I’ve never been a fan of Madame Tussaud’s, or wax museums in general.
When I was eight, my father thought it would be fun to to screen House of Wax on our brand-new VCR (obviously, the original with creepy Vincent Price; as if the Paris Hilton version could ever hold a candle!) right before a family vacation to the wax museum at Fisherman’s Wharf in San Francisco. The Shaun Cassidy exhibit was cool, but I got so hysterical in the chamber of horrors that we were asked to leave – which we did, but not before I grabbed a fistful of hair of the partially decapitated figure under the guillotine, just to make sure it was fake.

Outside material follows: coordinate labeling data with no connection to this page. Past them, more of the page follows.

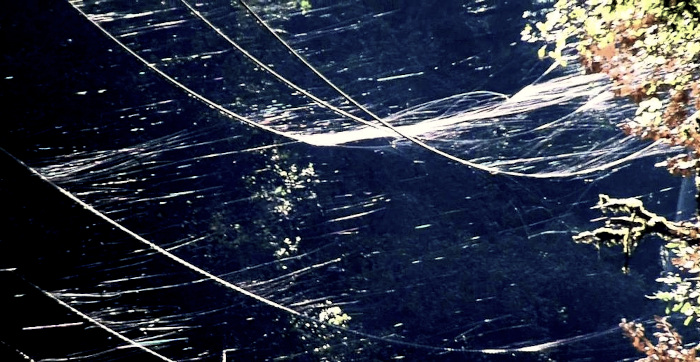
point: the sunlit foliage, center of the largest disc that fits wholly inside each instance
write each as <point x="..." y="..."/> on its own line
<point x="650" y="50"/>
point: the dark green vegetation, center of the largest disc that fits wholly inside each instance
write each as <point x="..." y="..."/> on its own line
<point x="411" y="247"/>
<point x="651" y="51"/>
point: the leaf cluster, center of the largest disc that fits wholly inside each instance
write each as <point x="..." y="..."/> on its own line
<point x="669" y="346"/>
<point x="650" y="49"/>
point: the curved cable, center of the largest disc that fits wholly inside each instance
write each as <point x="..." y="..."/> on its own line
<point x="415" y="140"/>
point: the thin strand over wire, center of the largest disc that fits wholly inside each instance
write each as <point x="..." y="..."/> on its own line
<point x="395" y="130"/>
<point x="209" y="276"/>
<point x="417" y="141"/>
<point x="90" y="319"/>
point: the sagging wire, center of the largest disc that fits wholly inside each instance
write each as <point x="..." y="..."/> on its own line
<point x="415" y="140"/>
<point x="84" y="316"/>
<point x="260" y="299"/>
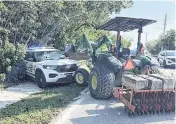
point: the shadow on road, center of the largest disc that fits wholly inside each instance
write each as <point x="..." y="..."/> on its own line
<point x="93" y="111"/>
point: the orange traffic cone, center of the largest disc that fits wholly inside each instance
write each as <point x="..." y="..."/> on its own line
<point x="129" y="65"/>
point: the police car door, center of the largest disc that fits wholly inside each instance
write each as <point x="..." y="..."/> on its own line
<point x="29" y="60"/>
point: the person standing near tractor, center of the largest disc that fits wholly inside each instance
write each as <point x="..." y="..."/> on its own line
<point x="144" y="60"/>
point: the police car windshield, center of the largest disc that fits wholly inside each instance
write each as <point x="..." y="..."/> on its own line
<point x="171" y="53"/>
<point x="49" y="55"/>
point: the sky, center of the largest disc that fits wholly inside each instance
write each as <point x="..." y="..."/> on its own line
<point x="150" y="9"/>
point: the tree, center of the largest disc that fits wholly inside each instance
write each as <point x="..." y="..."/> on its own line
<point x="168" y="41"/>
<point x="53" y="22"/>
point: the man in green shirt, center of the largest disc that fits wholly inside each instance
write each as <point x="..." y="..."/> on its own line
<point x="145" y="60"/>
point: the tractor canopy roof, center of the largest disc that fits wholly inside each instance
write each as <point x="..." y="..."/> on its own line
<point x="125" y="24"/>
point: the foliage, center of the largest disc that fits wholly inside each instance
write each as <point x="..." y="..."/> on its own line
<point x="11" y="62"/>
<point x="52" y="22"/>
<point x="167" y="41"/>
<point x="10" y="54"/>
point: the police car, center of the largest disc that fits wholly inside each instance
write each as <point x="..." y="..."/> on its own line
<point x="49" y="65"/>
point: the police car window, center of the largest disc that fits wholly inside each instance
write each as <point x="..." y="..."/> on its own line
<point x="48" y="55"/>
<point x="29" y="55"/>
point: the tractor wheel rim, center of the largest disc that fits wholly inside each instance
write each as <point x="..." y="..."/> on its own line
<point x="41" y="80"/>
<point x="79" y="78"/>
<point x="94" y="82"/>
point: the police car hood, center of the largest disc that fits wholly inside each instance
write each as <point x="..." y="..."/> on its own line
<point x="59" y="62"/>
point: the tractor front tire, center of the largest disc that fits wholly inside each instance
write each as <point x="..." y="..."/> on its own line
<point x="101" y="82"/>
<point x="81" y="77"/>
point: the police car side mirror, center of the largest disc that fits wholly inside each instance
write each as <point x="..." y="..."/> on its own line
<point x="30" y="59"/>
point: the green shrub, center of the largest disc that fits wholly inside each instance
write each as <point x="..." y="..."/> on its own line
<point x="10" y="54"/>
<point x="11" y="62"/>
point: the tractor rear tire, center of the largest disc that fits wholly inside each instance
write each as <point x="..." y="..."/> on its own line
<point x="101" y="82"/>
<point x="81" y="77"/>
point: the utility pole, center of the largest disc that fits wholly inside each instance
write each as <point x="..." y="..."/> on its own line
<point x="164" y="29"/>
<point x="165" y="23"/>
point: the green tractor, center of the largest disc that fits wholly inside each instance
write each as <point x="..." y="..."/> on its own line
<point x="106" y="68"/>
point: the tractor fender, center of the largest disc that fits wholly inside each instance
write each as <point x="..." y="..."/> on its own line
<point x="85" y="68"/>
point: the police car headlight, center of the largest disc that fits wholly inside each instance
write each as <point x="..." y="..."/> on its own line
<point x="50" y="66"/>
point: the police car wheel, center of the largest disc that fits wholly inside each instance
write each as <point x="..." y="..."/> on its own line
<point x="40" y="79"/>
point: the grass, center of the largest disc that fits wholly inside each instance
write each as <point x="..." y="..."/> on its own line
<point x="40" y="108"/>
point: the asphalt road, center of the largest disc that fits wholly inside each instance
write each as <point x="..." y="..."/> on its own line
<point x="87" y="110"/>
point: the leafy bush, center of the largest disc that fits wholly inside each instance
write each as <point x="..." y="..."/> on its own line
<point x="10" y="54"/>
<point x="11" y="62"/>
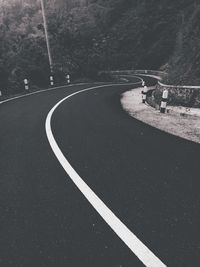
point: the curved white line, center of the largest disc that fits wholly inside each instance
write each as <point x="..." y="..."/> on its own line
<point x="135" y="245"/>
<point x="39" y="91"/>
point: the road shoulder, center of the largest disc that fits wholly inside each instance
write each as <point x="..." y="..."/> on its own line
<point x="179" y="121"/>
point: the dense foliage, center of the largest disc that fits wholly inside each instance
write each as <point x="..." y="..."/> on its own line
<point x="89" y="35"/>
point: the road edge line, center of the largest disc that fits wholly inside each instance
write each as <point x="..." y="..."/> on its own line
<point x="135" y="245"/>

I still can’t eat clam chowder without seeing blood.
Do you think this guy‘s dad had the same slightly sadistic streak?
Less than three minutes after the doors of Berlin’s new Madame Tussauds Waxworks opened to the public on Saturday, the figure of Hitler had been decapitated by a former policeman. The assailant, a 41-year-old self-professed leftwing activist identified only as Frank L, who was second in line for the museum, was being hailed as a national hero after witnesses described how he ran past guards and leapt on to the figure, ripping off its head while repeatedly shouting: “No more war!”
Many Germans had already expressed disgust that Madame Tussauds would have the poor taste to put up a display in the first place and lauded Frank. L for his “artistic activism”:
“Seventy-five years after he seized power, and 63 years after the end of the Third Reich, finally someone has succeeded in assassinating Adolf Hitler,” wrote the essayist Henryk M. Broder in Der Spiegel. “It’s good news – the bad news is it happened rather too late.”
In spite of the accusations, the museum is already reattaching the wax Adolph’s head to its body and plans to reopen the display as soon as possible. Frank L. faces charges of vandalism and assault.
Should you ever decide to take the kids to Berlin, maybe you’ll fire up some Vincent Price and set ’em loose at Tussauds…?
Those lapels are way out of date.
Dude’s got a mean comb-over.
Frank L is a mentch, he deserves honors not prosection.
I went to the Tussaud’s in London — overpriced tourist kitsch & now off my places to see list.
ummm that last post should say “prosecution”
not “prosection” whatever that is
“Prosection” is what Frank L. did to Hitler, right Dan? As in, “He was given a medal for performing a prosection on the wax figure of the Fuhrer”?
I took human gross anatomy in grad school. Prosected anatomy specimens are whole pieces
(sections) of a cadaver (eg., a head)that are pre-dissected (ergo ‘prosected’)for a student’s perusal. Ours were wrapped in formalin- or phenol-soaked towels and stuffed into zip lock plastic bags, complete with globules of fat floating around in the preservative. Lovely.